While the invention has been illustrated and described as embodied in a composite frame, particularly for windows, doors and facades, it is not intended to be limited to the details shown, since various modifications and structural changes may be made without departing in any way from the spirit of the present invention.

Without further analysis, the foregoing will so fully reveal the gist of the present invention that others can, by applying current knowledge, readily adapt it for various applications without omitting features that, from the standpoint of prior art, fairly constitute essential characteristics of the generic or specific aspects of this invention.

Claims

1. A composite frame, particularly for windows, doors or the like, comprising two metal sub-frames spaced apart from each other; a pair of elongated insulating members mounted between said sub-frames and connecting said sub-frames to each other, said sub-frames being provided with outwardly extended portions, said insulating members being formed with respective grooves which receive said portions, said portions being plastically deformed into said grooves thereby engaging said grooves; and a plurality of elongated gripping elements, each located in the respective insulating member in the region of engagement of the same with said respective portion of said sub-frame to thereby increase the coefficient of friction of said insulating member relative to said metal sub-frames, each of said insulating members being formed with an elongated recess at an edge portion thereof to receive the respective one of said elongated gripping elements, said elongated gripping elements being each formed with anchoring teeth provided at two opposite sides thereof and extending along the length of the gripping element, and each of said gripping elements being a wire, said teeth extending outwardly from the axis of said wire.

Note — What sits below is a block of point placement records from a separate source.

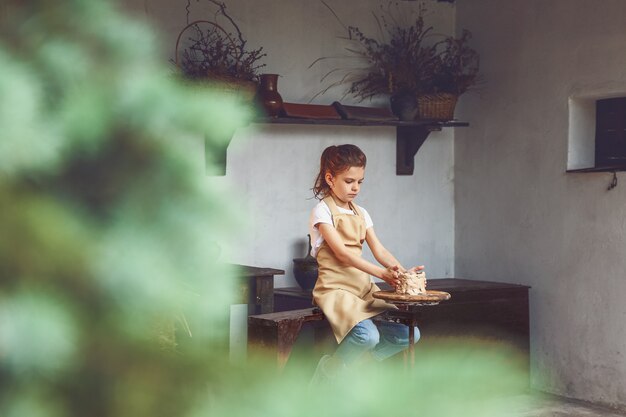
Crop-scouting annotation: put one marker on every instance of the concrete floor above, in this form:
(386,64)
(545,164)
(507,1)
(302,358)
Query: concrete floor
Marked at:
(552,406)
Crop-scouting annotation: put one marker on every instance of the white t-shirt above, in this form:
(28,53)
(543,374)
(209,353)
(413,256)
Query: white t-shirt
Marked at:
(321,214)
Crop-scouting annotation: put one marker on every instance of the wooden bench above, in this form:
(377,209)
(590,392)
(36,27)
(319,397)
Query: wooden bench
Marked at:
(476,309)
(277,332)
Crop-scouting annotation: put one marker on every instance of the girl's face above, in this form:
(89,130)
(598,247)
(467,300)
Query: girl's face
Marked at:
(345,186)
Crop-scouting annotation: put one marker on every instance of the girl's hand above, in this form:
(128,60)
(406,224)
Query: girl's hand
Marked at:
(390,276)
(417,268)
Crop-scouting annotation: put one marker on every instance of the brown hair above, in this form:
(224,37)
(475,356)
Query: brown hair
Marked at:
(335,160)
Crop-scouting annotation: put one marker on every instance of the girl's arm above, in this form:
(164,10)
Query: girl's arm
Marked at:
(332,238)
(381,253)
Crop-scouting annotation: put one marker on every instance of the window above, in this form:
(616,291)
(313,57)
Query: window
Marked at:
(610,147)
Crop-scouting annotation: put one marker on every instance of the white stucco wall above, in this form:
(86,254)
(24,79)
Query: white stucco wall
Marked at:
(519,217)
(271,169)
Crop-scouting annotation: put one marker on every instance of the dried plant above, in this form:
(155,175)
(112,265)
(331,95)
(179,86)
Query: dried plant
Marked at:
(404,58)
(214,52)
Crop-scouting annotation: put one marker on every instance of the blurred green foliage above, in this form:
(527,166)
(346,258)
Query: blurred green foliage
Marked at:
(112,301)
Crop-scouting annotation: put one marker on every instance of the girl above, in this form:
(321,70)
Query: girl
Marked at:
(344,290)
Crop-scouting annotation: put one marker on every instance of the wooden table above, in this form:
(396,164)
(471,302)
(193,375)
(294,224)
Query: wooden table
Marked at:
(495,310)
(257,287)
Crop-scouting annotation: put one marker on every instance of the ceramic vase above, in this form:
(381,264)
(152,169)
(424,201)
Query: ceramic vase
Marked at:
(267,95)
(305,270)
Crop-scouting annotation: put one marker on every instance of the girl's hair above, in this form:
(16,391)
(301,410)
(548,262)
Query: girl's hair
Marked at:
(335,160)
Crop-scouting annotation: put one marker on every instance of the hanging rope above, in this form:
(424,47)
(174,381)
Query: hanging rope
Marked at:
(613,183)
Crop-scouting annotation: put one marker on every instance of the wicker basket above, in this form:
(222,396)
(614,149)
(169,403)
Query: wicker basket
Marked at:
(436,106)
(243,90)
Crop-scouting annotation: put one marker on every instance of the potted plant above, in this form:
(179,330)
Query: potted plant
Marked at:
(410,66)
(212,53)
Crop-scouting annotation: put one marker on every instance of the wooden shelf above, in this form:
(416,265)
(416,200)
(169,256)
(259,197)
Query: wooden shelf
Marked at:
(614,168)
(409,135)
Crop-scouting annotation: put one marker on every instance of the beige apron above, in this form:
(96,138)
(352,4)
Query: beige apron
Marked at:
(343,292)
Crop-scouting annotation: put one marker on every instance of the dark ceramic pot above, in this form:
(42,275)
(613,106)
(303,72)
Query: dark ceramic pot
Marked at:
(305,270)
(267,95)
(404,105)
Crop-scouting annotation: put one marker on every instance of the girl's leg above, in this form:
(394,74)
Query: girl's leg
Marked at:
(362,338)
(394,338)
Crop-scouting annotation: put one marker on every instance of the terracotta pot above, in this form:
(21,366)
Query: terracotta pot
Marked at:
(267,95)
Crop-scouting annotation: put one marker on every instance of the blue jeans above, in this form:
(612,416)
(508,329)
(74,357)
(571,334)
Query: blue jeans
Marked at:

2. The frame of claim 1, wherein each of said elongated gripping elements is made of a light metal which is stronger than the metal of said sub-frames.

3. The frame of claim 1, wherein each of said gripping elements located in said elongated recess bears against the respective one of said outwardly extended portions of the respective sub-frame.

4. A composite frame, particularly for windows, doors or the like, comprising two metal sub-frames spaced apart from each other; a pair of elongated insulating members mounted between said sub-frames and connecting said sub-frames to each other, said sub-frames being provided with outwardly extended portions, said insulating members being formed with respective grooves which receive said portions, said portions being plastically deformed into said grooves thereby engaging said grooves; and a plurality of elongated gripping elements, each located in the respective insulating member in the region of engagement of the same with said respective portion of saidframe to thereby increase the coefficient of friction of said insulating member relative to said metal sub-frames, each of said insulating members being formed with an elongated recess at an edge portion thereof to receive the respective one of said elongated gripping elements being each formed with anchoring teeth provided at two opposite sides thereof and extending along the length of the gripping element, each of said gripping elements being a metal strip, said strip having a square cross-section and being twisted to form a helical coil.

5. The frame of claim 4, wherein said strip is perforated.